How did she know the exact words to worst wound him?

Even if he fell under their onslaught, he couldn’t let her join him.

It would all come out eventually - but he’d sacrifice everything to push it until after the final. The clock was poised to strike, and his shell as a pumpkin-coach will evaporate to sea-foam, his legacy will melt like a puddle on the cruel cold heart of the ice, and he himself will be pricked and fall into a dreamless slumber, for which he had won no true love’s kiss to awaken to. When did the fairy godfather become the cursed prince? _But he knew exactly when_

One night earlier, over Yuri and Viktor’s own private Rubicon between the Barcelona bar and the hotel -

“ _You know those rings don’t mean anything.”_

_Viktor looked down at the hand currently rubbing his sore lower ribs. “I think they mean_ something _,” he said in a low voice._

They _did_ mean something. Viktor wasn’t sure what; all he knew was that it wasn’t enough _and that it was all his fault_.

What Yuri said about the rings didn’t bother him in the slightest (Viktor was by now well used to his backhanded displays of concern, though he wished, now more than ever, that Yuri didn’t express them so _violently_ ). What others thought of him, of him and Yuuri, did not even reach his perception anymore. And now, out here, it wasn’t even what Yuurika herself said so dismissively that still tore him apart inside _and oh he was ripping cracking shattering apart, falling from the wall he stood on, and no number of king’s horses and king’s men could put Viktor Nikiforov back together again_

It was what her ex-‘roomie’ had said (That boy was far too perceptive for his own good). It had rolled over and past Viktor before, when he had just concentrated on Yuurika’s reaction, but now, alone (excluding Yuri and his magnificent roundhouse impact, keeping him aching company), Phichit’s words sank in.

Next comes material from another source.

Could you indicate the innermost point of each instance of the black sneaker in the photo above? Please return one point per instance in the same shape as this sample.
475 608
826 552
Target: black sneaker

_In another time and place, if Viktor had done things differently, those rings may not have been mood rings at all_

About fifteen minutes earlier, at the bar all the skaters walking into in Barcelona -

“ _Only you, Yuuri, could turn mood rings into engagement rings.”_

“ _Yeah, when I win gold at the final,” she said sarcastically._

_Viktor_ _stared at her with tears in his eyes_ _and spilling unheeded down his cheeks._

_Phichit surmised,_ _“Those are happy tears. Right, Viktor?”_

_After long seconds, Viktor awoke back to life, face still inscrutable. He took a shuddering breath in. “Yes, yes they are,” he affirmed finally._

No, no they weren’t.

Today hadn’t been a good day for him - he’d been happy to sightsee with Yuuri, and wished he could have enjoyed it more _there weren’t many days like this left_ but that was no longer in his control; he had to accept that now. He just hoped he hadn’t allowed his discomfort to bleed through into irritation and ruin everyone else’s day _Yuuri’s day._

Then, all this. Yuuri’s secret revealed to pretty much everyone who mattered in the skating world _you know they’ll protect her, that isn’t what’s bothering you_. Chris telling her all about his dirty laundry list of faux pas _Yuuri was kindness itself, she’s forgiven you in a heartbeat, don’t lie to yourself Viktor_. A rumour of engagement _that hasn’t even begun to sink in yet, you don’t have the faculties to be upset about that right now_.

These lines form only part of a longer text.